Le deuxième est de penser que l'urgence commerciale justifie de sauter cette étape de transmission. C'est souvent l'inverse qui se produit : un commercial lancé trop vite sur un dossier mal connu met plus de temps à rassurer le client qu'il n'en aurait mis à se préparer correctement en amont.
Le troisième, plus discret, concerne les non-dits. Une tension passée jamais reformulée par écrit, une sensibilité personnelle qu'un client n'exprime jamais mais que tout le monde en interne connaissait informellement. Ces éléments ne figurent dans aucun document, précisément parce qu'ils ne semblaient pas assez importants pour être notés, jusqu'au jour où leur absence coûte un client.
Conclusion
Un nouveau commercial ne manque pas de compétences quand il peine à convaincre un client dans ses premiers mois. Il manque d'une mémoire qui existe déjà dans l'entreprise, mais qui n'a simplement pas été transmise. Traiter cette transmission comme une étape à part entière, plutôt que comme un détail qui se réglera de lui-même avec le temps, change directement la vitesse à laquelle un commercial devient réellement utile, et la manière dont les clients vivent cette transition.
FAQ
Combien de temps faut-il à un nouveau commercial pour vraiment connaître ses clients ?
Les études sur la vente B2B situent la pleine productivité entre cinq mois et un an selon la complexité du secteur, ce délai étant généralement plus long dans l'industrie que dans les ventes standardisées.
Faut-il confier les gros clients à un commercial expérimenté plutôt qu'à un nouveau ?
Pas nécessairement, à condition que le nouveau commercial reçoive une transmission organisée de l'historique du client avant de le reprendre seul.

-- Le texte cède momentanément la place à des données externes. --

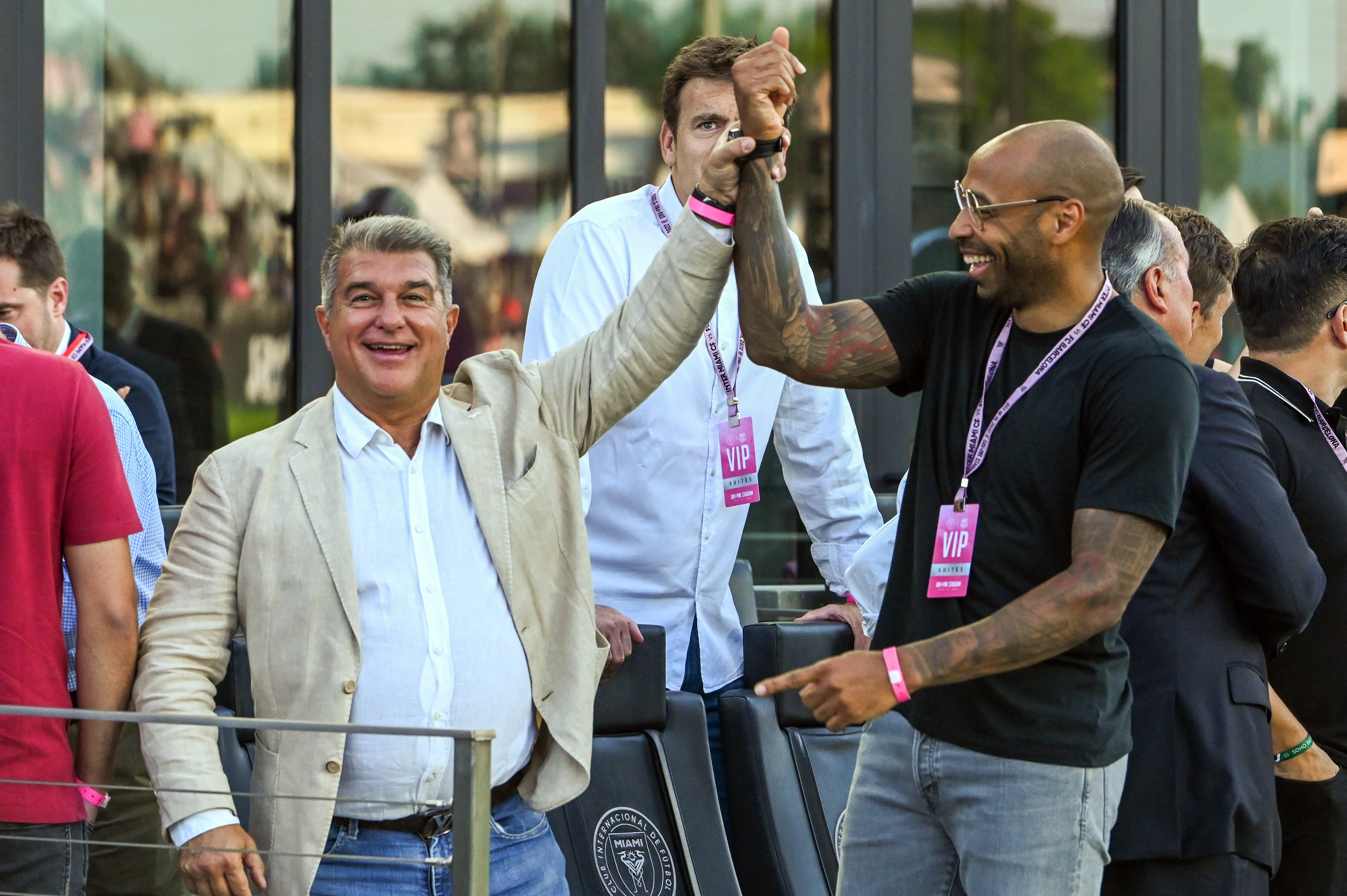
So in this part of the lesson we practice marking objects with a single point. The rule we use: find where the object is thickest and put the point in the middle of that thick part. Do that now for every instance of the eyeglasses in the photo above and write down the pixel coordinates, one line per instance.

C'est la préparation qui compte plus que l'ancienneté du commercial.
Comment transmettre l'historique client quand le commercial précédent est déjà parti ?
En reconstituant l'information à partir de plusieurs sources internes, mails, production, administratif, plutôt qu'en dépendant d'une seule personne absente. C'est plus long, mais reste possible si ces sources existent encore.
La formation produit suffit-elle à préparer un nouveau commercial ?
Non. La formation produit prépare à vendre en général, pas à connaître un client précis. Ce sont deux apprentissages différents, qui doivent être menés en parallèle.
Un client se rend-il compte qu'il a affaire à un commercial qui ne le connaît pas encore ?
Presque toujours, même s'il ne le dit pas directement. Il devient simplement plus prudent, pose plus de questions de vérification, ou recommence à comparer d'autres fournisseurs qu'il avait pourtant cessé de solliciter.